Buhari May Not Appoint Ministers “In The Next Two Months” For This Three Reasons
Nigerians who have been waiting anxiously for President Muhammadu Buhari to unveil his list of cabinet members may need to wait a little more as there are indications that the president may not appoint ministers “in the next two months.”
This is despite criticism from various quarters that the president has been very slow in making key appointments amidst high hopes and expectations from his government.
According t The Nation, three reasons may account for the delay in the president’s appointment of ministers.
The reported noted the three reasons to be:
- the President’s plan to clear the “rot” inherited from the Goodluck Jonathan administration;
- the crisis in the National Assembly over the choice of principal officers; and
- the need to reduce ministries and parastatals.
But the reduction or merger of ministries or parastatals will, however, not lead to retrenchment of workers.
A Presidency source, who had a confidential briefing with some journalists in Abuja, said the mess Buhari inherited was “sickening”.
The source said: “You cannot even begin to imagine the situation we have met on the ground.
”Almost everything is in a state of decay. There is absolutely no way the new government can hope to achieve anything long-lasting without first building a new foundation.”
The source said President Buhari’s plan of action could be compared to that of “a doctor who first has to break a poorly set bone afresh, before resetting it to allow for smooth and proper growth”.
On the National Assembly crisis, the source said it was “yet one more excuse why forming a cabinet will be impossible until further notice”.
He added: “Look at how they are fighting among themselves.
“The Senate has now adjourned till July 21. That means no one to scrutinize or approve any ministerial list until the end of July.”
When told that the National Assembly said it was ready to cut short its break to consider any request from the President, the source asked the reporters to await the President’s “long-awaited” intervention in the crisis between the party and the National Assembly.
”The President wants to walk his talk on stable politics and being a leader for all. He has a plan for the National Assembly.”
He said civil servants had been “supervising the day-to-day running of ministries and that permanent secretaries of the various ministries have access to the President”.
He added: “All these reports and agitations are being fuelled by politicians who want to put pressure on the President.
“They have tried doing it other ways and those haven’t worked. Now, they are trying to use the media. They only want their cronies appointed to ministerial posts anyhow and they are fuelling the agitation through newspapers.”

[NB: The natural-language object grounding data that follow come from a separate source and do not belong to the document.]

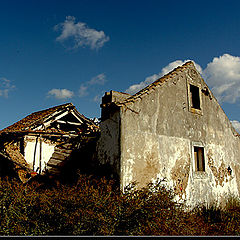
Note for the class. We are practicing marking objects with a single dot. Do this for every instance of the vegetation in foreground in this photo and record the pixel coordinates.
(95, 207)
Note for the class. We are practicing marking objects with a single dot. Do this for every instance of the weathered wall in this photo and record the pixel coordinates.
(32, 145)
(108, 146)
(158, 132)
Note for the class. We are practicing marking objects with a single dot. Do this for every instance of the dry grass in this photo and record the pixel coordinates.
(97, 207)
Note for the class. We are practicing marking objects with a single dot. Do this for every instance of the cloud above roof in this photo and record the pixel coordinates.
(60, 93)
(223, 77)
(236, 125)
(100, 79)
(148, 80)
(5, 87)
(74, 35)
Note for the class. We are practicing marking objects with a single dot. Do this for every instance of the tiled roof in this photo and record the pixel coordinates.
(159, 81)
(35, 119)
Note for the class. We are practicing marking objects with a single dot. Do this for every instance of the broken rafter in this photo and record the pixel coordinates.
(67, 122)
(19, 164)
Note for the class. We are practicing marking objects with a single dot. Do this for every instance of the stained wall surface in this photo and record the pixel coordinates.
(158, 132)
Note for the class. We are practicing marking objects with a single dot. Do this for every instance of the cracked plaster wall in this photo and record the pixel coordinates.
(158, 135)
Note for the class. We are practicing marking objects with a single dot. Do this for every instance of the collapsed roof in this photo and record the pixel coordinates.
(61, 128)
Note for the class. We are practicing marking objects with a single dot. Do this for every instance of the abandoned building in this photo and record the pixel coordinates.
(44, 141)
(173, 129)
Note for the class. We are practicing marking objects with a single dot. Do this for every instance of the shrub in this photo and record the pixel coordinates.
(97, 207)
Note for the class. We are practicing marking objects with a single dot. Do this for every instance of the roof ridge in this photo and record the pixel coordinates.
(155, 83)
(29, 121)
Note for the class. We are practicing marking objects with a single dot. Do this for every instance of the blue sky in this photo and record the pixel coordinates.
(53, 52)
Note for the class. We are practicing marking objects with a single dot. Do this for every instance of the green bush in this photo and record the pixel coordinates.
(97, 207)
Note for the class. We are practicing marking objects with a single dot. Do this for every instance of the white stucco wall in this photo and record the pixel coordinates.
(47, 151)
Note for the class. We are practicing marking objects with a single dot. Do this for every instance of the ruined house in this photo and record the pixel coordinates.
(44, 141)
(173, 129)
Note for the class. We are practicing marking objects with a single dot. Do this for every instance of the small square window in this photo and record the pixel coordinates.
(199, 158)
(195, 98)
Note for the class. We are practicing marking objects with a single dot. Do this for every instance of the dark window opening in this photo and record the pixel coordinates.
(195, 98)
(199, 158)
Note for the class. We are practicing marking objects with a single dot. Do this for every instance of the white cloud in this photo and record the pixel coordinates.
(97, 99)
(80, 34)
(236, 125)
(100, 79)
(5, 87)
(83, 91)
(223, 76)
(61, 93)
(148, 80)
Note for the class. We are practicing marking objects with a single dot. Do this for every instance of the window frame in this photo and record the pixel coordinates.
(194, 160)
(190, 108)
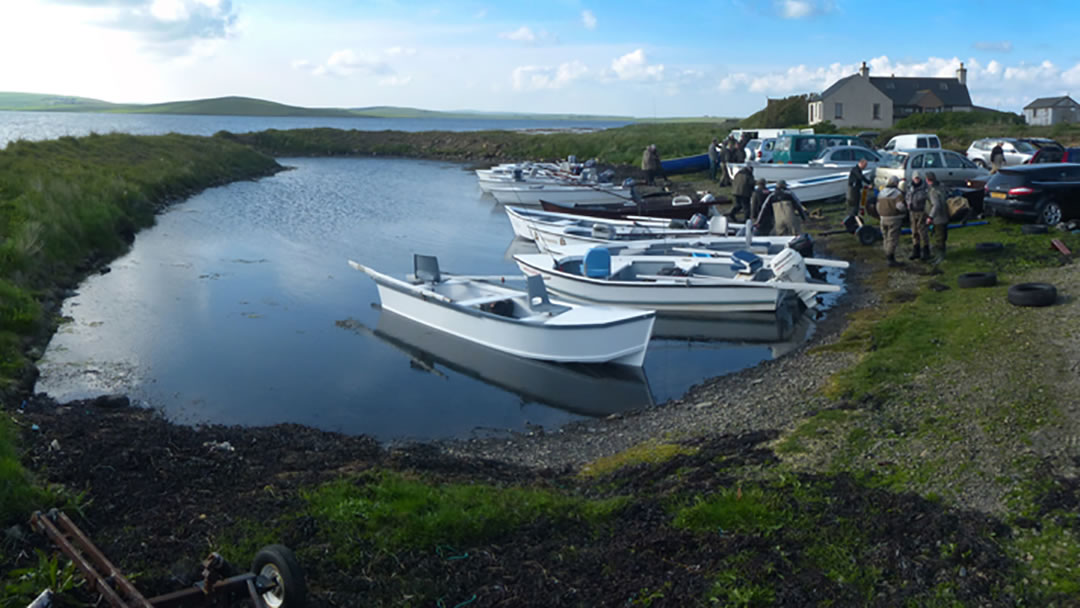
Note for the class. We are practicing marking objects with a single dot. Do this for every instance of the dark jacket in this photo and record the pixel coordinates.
(916, 197)
(743, 183)
(855, 183)
(939, 203)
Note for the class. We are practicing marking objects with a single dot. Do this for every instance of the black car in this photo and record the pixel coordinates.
(1044, 192)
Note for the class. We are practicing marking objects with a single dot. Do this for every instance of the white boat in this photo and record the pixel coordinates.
(793, 172)
(677, 285)
(521, 323)
(554, 231)
(530, 194)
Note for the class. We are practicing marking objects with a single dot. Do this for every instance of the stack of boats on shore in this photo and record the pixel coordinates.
(608, 280)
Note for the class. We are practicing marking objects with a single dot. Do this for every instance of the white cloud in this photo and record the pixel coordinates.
(400, 51)
(536, 78)
(523, 34)
(997, 45)
(802, 9)
(635, 66)
(589, 19)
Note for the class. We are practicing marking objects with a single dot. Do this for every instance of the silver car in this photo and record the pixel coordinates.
(950, 167)
(1016, 151)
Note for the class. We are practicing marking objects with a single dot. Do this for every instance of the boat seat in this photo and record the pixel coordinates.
(538, 297)
(597, 262)
(426, 268)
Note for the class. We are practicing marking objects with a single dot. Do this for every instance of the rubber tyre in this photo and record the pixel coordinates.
(1050, 214)
(1033, 294)
(278, 563)
(969, 280)
(867, 234)
(988, 247)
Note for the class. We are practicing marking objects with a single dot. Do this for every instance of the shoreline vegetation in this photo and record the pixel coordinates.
(932, 464)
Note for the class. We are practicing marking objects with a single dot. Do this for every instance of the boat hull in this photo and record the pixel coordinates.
(672, 298)
(623, 341)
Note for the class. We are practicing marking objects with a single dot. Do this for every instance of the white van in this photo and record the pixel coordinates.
(913, 142)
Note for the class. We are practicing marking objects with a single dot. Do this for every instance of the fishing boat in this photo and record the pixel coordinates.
(530, 193)
(584, 389)
(678, 285)
(525, 324)
(685, 164)
(661, 204)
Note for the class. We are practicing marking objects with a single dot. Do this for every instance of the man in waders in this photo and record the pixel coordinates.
(916, 198)
(891, 207)
(939, 215)
(787, 212)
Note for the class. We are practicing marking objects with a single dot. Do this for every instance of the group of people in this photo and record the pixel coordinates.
(925, 203)
(778, 212)
(720, 154)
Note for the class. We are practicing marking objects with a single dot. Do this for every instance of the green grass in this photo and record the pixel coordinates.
(391, 511)
(617, 146)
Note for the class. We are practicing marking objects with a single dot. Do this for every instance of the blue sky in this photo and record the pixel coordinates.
(638, 57)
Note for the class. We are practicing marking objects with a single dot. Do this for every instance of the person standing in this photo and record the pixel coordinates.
(787, 211)
(742, 188)
(915, 196)
(891, 207)
(650, 164)
(855, 181)
(939, 215)
(756, 204)
(714, 158)
(997, 158)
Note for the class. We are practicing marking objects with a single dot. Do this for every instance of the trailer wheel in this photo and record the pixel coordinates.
(278, 564)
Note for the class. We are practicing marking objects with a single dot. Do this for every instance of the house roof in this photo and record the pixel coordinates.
(905, 91)
(1049, 102)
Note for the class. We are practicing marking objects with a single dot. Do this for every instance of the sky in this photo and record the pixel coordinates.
(625, 57)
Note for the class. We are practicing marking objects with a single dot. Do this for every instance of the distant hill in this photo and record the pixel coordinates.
(253, 107)
(780, 113)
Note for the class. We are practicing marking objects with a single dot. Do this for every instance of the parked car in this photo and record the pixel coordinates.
(1048, 193)
(802, 148)
(1055, 153)
(760, 150)
(950, 167)
(912, 142)
(846, 156)
(1016, 151)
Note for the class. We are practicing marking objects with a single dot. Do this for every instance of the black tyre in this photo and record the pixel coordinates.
(988, 247)
(1050, 214)
(1033, 294)
(976, 280)
(278, 564)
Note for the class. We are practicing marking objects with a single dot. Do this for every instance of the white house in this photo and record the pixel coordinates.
(1052, 110)
(877, 102)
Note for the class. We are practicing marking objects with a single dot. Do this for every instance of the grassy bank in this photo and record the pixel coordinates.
(68, 205)
(615, 146)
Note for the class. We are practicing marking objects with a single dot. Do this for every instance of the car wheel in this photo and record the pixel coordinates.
(1033, 294)
(976, 280)
(1050, 213)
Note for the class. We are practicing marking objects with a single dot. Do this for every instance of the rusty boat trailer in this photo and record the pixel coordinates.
(278, 582)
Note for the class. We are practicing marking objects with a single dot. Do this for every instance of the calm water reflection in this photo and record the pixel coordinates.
(239, 308)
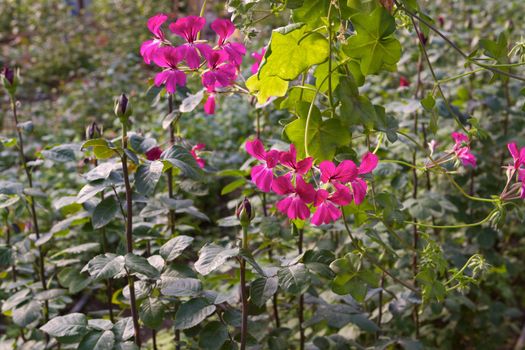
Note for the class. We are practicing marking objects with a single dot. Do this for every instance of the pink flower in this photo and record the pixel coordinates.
(194, 149)
(258, 59)
(188, 28)
(343, 173)
(518, 155)
(462, 149)
(169, 57)
(294, 205)
(289, 160)
(326, 204)
(262, 175)
(224, 29)
(153, 153)
(219, 72)
(149, 47)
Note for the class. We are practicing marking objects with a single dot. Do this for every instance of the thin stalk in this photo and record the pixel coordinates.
(300, 311)
(129, 234)
(244, 296)
(34, 217)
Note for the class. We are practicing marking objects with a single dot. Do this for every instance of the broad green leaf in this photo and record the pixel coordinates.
(212, 336)
(70, 325)
(193, 312)
(139, 264)
(294, 279)
(26, 314)
(104, 212)
(212, 256)
(173, 248)
(97, 341)
(373, 43)
(179, 157)
(151, 312)
(324, 136)
(105, 266)
(263, 289)
(147, 176)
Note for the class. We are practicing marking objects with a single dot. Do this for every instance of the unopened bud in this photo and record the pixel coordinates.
(9, 80)
(93, 131)
(245, 212)
(123, 108)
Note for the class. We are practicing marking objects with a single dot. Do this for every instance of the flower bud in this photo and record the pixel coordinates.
(9, 79)
(93, 131)
(245, 212)
(123, 108)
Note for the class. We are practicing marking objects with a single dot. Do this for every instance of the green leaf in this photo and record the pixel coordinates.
(61, 154)
(151, 312)
(212, 256)
(373, 42)
(105, 266)
(173, 248)
(212, 336)
(182, 159)
(104, 212)
(324, 136)
(70, 325)
(147, 177)
(139, 264)
(26, 314)
(193, 312)
(294, 279)
(263, 289)
(97, 341)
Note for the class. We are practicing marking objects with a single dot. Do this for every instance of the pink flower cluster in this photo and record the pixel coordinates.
(282, 173)
(155, 152)
(515, 171)
(218, 66)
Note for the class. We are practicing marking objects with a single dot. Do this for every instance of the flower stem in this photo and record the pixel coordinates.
(129, 234)
(244, 296)
(41, 267)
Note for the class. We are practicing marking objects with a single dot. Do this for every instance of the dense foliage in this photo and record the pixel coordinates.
(268, 174)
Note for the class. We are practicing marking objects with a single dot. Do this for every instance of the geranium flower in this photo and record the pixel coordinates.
(224, 29)
(294, 205)
(326, 204)
(262, 175)
(149, 47)
(289, 160)
(219, 72)
(462, 149)
(258, 59)
(169, 57)
(188, 28)
(153, 153)
(194, 149)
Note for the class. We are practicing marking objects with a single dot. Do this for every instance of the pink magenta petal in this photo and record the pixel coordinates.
(368, 163)
(262, 177)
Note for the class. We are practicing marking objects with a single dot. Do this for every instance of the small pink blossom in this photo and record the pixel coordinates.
(262, 174)
(219, 72)
(188, 28)
(149, 47)
(224, 29)
(194, 149)
(289, 160)
(294, 205)
(257, 56)
(169, 57)
(153, 153)
(326, 204)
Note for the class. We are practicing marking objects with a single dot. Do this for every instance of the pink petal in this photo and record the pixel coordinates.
(368, 163)
(255, 148)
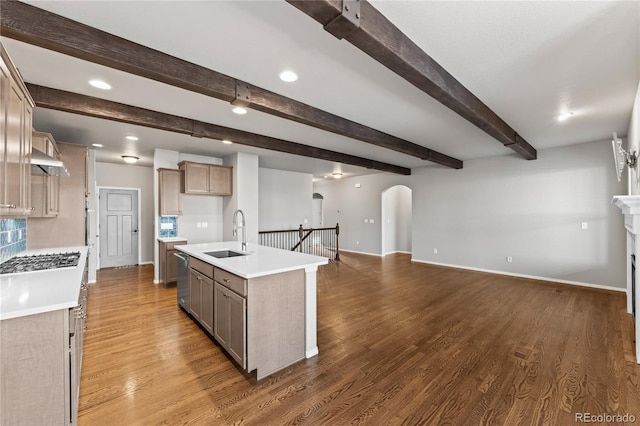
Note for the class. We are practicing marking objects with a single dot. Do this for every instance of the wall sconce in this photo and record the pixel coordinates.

He advised the media not to fall for the “old tricks and shenanigans” of politicians.
Buhari is set to reduce or merge some ministries and parastatals to make the size of the civil service manageable for efficiency.
The exercise will, however, not lead to retrenchment of workers.
The source added: “The President plans to cut down the number of ministries and parastatals.
“He wants to cut down the cost of running government. He wants to make sure that all the loopholes that enable corruption to thrive are blocked. All these are procedures that require time and careful planning. You cannot do it in a rush.
“Remember that he has to make sure that all this is done without any job losses or mass retrenchments. All this is not a day’s or one-month job.”
He added that President Buhari could not realistically have begun this process without first receiving the full report of the transition committee and ascertaining exactly the situation his government faced.
He said the president was taking his time to study the Ahmed Joda Transition Committee and Steve Oronsaye reports in order to harmonise their recommendations with the aim of restructuring the public sector that is free of waste, corruption and inefficiencies.
“You would recall that Joda had recommended the consolidation of ministries to 19 to create a leaner structure in government. This is not far removed from the Oronsaye report of 2012, which also recommended the consolidation of parastatals and agencies of the federal government.
“So what the president wants to do is to put a structure in place that cuts waste, reduces or eliminates corruption and introduces efficiency in the system,” he volunteered.
The source said Buhari was very particular about introducing a system that is free of the decay of past administrations.
He also dispelled concerns that the business of governance had ground to a halt due to the absence of ministers to provide direction, stating that the “business of governance is ongoing because the president is meeting with permanent secretaries of the ministries and heads of parastatals and getting things done through them”.
The source explained that the first phase of the agenda is to reform and restructure the public sector, “following which the appointment of ministers who will deliver on the president’s campaign promises under a new system and ethos with clear guidelines and processes, will take place”.
The source also revealed that in spite of the delay in the appointment of ministers, Buhari might in the next week or two appoint a few advisers.
“However, he is currently working with a few people on a not formalised basis, as they are the ones assisting him to distill the two reports and will make recommendations on the immediate reforms that can be implemented in the public sector,” he said.